# elektronischer Druckschalter 230 V -Display



## edi (17 März 2008)

Hallo,

kennt jemand Hersteller von elektronischen Druckschaltern mit Display
die mit 230 V AC versorgt werden und auch 230 V schalten ( Relais oder Triac o.ä ) ?  Druckbereich so von 0....25 bar ( evtl mehr ).
Habe nur etwas bei IFM gefunden , sonst nichts....

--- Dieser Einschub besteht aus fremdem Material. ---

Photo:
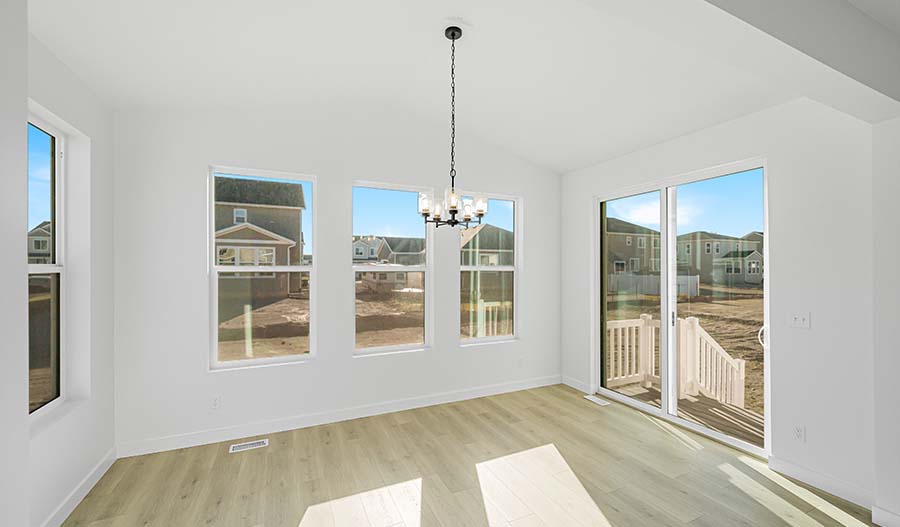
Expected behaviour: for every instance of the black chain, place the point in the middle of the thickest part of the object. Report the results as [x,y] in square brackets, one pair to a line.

Umrüstung auf 24 V ist im Moment schlecht möglich....ist aber für später schon geplant..........


----------



## SPS_Psycho (17 März 2008)

*Hallo*

ich habe persönlich mit der firma hydac gute erfahrungen gemacht!!!
top qualität und produkte

http://www.hydac.de/de-de/produkte/sensorik/drucksensoren/druckschalter-elektronisch.html


einfach mal gucken
haben großes angebot und wenn können sie telefonisch dort fragen für speziale wünsche!!!



mfg


----------



## wincc (28 März 2008)

Hallo 

Habe schon Programmierbare Druckschalter der Firma Norgren eingesetzt 

waren recht gut zu bedienen.


----------



## Ludewig (28 März 2008)

Ich habe von Hydac nach ifm gewechselt, so macht jeder seine Erfahrungen.

Auch Turck könnte 230V im Angebot haben.


----------



## WL7001 (30 März 2008)

Falls die Frage noch aktuell ist, JUMO hat so welche auch im Programm.


----------